*As many of you know, one of our long time members Damon Lease has been dealing with a whole host of medical issues. Please click the link HERE if you’d like to help the Lease family.

WOD:

1) Power Snatch + Hang Power Snatch: Every 1:00 x 10 sets

Warm-up as needed. Start around 60-70% of your 1RM. Build as heavy as deemed fit. No dropping the bar between reps.

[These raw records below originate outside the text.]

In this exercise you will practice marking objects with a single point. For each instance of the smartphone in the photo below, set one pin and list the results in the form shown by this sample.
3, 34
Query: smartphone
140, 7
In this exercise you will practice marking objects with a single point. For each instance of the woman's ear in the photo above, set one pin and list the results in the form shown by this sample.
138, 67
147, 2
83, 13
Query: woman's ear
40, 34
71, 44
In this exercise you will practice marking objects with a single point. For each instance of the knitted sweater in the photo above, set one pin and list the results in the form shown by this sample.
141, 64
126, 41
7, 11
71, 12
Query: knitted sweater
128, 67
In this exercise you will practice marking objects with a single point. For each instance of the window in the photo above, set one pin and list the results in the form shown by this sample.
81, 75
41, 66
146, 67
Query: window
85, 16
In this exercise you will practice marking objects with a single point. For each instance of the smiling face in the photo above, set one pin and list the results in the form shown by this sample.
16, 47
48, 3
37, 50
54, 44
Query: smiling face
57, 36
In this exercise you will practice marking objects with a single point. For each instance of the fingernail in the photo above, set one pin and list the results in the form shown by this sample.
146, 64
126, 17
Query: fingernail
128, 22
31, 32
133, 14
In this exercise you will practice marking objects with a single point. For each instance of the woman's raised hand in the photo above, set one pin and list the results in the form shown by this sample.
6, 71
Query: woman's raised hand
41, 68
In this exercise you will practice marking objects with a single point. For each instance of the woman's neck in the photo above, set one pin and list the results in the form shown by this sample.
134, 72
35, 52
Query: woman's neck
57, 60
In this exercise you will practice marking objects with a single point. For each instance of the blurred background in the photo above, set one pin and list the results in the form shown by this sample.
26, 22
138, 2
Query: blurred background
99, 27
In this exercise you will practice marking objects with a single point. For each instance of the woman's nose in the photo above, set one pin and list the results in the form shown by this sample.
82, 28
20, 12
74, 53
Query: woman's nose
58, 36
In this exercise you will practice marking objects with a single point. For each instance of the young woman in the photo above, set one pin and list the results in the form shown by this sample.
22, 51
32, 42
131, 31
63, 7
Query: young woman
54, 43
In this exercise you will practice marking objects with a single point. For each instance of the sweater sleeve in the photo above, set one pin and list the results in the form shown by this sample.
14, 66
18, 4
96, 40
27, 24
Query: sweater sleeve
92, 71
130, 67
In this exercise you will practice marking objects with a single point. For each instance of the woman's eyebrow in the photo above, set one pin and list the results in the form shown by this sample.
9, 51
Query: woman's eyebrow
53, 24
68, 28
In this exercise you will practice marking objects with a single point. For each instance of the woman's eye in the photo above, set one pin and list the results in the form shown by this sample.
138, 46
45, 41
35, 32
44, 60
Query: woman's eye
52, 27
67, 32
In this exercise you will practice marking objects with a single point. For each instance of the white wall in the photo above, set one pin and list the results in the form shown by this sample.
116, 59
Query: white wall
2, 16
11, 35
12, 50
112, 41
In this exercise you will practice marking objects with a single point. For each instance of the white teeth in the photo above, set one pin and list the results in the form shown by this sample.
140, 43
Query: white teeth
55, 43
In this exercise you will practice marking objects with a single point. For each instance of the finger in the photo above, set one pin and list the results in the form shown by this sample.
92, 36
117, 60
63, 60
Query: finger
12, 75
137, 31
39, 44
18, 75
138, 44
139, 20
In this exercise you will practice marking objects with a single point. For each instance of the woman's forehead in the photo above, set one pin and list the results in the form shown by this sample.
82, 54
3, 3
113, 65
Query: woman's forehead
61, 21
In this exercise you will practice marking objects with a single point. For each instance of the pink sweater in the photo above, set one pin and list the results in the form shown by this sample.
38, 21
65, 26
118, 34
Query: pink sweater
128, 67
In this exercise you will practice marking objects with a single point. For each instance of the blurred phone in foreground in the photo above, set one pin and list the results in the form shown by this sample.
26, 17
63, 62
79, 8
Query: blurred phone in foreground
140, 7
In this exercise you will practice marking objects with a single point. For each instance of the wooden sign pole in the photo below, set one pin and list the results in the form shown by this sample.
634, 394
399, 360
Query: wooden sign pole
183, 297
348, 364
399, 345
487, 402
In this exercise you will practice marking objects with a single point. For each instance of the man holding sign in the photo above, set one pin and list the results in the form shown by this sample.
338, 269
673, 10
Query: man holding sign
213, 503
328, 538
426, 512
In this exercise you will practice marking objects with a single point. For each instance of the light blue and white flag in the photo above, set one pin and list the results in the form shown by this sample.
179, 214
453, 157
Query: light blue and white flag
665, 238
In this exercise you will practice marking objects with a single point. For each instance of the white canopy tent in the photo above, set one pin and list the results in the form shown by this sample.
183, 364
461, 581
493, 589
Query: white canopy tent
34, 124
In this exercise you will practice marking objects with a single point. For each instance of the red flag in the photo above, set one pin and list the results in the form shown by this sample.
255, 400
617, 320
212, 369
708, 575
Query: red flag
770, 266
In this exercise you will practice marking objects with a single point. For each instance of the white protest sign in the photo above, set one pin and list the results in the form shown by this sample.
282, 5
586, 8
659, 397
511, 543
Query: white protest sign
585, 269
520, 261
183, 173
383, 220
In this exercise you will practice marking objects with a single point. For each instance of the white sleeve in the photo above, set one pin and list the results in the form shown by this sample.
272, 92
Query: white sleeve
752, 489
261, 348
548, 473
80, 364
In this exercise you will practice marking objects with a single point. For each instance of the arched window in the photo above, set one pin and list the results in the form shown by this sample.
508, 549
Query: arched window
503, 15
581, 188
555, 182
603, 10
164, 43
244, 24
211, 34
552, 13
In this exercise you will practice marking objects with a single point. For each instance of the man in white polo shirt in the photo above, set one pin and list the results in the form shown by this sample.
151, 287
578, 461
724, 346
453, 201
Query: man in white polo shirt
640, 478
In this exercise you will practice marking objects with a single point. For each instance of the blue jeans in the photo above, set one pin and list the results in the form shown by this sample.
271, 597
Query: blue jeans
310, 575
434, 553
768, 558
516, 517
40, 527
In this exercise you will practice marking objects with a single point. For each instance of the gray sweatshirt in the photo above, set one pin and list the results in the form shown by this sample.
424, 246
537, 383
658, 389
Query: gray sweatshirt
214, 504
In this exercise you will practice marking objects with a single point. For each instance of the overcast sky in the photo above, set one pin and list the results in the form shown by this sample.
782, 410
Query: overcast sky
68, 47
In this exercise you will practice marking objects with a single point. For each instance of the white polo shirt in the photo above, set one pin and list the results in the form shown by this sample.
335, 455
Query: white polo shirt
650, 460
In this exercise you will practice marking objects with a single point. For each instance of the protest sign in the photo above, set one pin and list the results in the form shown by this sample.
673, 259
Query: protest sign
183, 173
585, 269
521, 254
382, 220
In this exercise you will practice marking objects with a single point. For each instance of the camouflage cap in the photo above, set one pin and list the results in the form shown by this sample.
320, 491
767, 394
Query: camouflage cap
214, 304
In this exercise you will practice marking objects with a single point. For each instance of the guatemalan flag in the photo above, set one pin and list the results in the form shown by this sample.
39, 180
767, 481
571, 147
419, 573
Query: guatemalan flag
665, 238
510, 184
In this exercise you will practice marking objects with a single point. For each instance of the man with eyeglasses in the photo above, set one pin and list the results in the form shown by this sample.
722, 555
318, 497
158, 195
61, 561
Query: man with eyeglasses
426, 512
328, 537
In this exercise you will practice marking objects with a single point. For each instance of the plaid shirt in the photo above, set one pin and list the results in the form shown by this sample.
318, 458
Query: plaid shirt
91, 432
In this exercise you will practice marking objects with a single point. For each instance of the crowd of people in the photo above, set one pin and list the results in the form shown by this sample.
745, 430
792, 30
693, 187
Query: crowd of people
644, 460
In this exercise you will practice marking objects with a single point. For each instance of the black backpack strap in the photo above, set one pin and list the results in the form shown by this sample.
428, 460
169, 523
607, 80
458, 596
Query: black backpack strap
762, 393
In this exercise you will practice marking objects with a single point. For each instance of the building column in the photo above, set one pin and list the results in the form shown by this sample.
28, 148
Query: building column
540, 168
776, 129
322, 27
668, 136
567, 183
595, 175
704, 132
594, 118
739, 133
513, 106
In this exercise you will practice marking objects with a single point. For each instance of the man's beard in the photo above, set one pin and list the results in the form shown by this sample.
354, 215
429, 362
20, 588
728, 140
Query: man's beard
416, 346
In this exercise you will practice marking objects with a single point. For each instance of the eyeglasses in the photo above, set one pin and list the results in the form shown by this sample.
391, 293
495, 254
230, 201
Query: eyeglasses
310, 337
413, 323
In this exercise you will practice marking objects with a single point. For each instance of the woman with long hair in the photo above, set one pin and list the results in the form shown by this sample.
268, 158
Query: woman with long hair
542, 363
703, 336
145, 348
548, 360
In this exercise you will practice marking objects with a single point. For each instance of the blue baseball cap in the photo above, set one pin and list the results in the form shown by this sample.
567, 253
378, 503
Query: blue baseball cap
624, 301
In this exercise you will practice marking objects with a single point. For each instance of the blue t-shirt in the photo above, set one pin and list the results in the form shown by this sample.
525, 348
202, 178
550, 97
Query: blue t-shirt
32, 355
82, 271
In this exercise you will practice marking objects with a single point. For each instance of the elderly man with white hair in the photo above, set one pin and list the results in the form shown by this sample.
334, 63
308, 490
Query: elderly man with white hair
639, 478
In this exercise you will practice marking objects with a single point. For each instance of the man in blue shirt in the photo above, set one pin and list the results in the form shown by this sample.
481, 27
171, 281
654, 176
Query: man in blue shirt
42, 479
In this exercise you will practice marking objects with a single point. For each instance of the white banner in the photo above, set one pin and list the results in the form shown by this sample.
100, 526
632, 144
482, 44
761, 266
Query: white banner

2) Power Clean + Hang Power Clean + 2 Jerks: Every 1:30 x 7 sets

Warm-up as needed. Start around 60-70% of your 1RM. Build as heavy as deemed fit. No dropping the bar between reps.

3) 10 minute AMRAP:

15 Knees-to-armpits

12 Overhead Squats 65/45

9 Box Jump Overs 24/20


Extra Work:

4) Kipping Handstand Push-up: 10 minute EMOTM

Pick a rep count you can maintain. DO NOT SCALE RANGE OF MOTION. If you can’t do these, then work on Handstand Lowers.

5) Pausing Single Arm Dumbbell Rows: 5 sets of 6/side

Rest 90-120 seconds between sets. Heavy as possible. Pause at the chest for 3 seconds each rep.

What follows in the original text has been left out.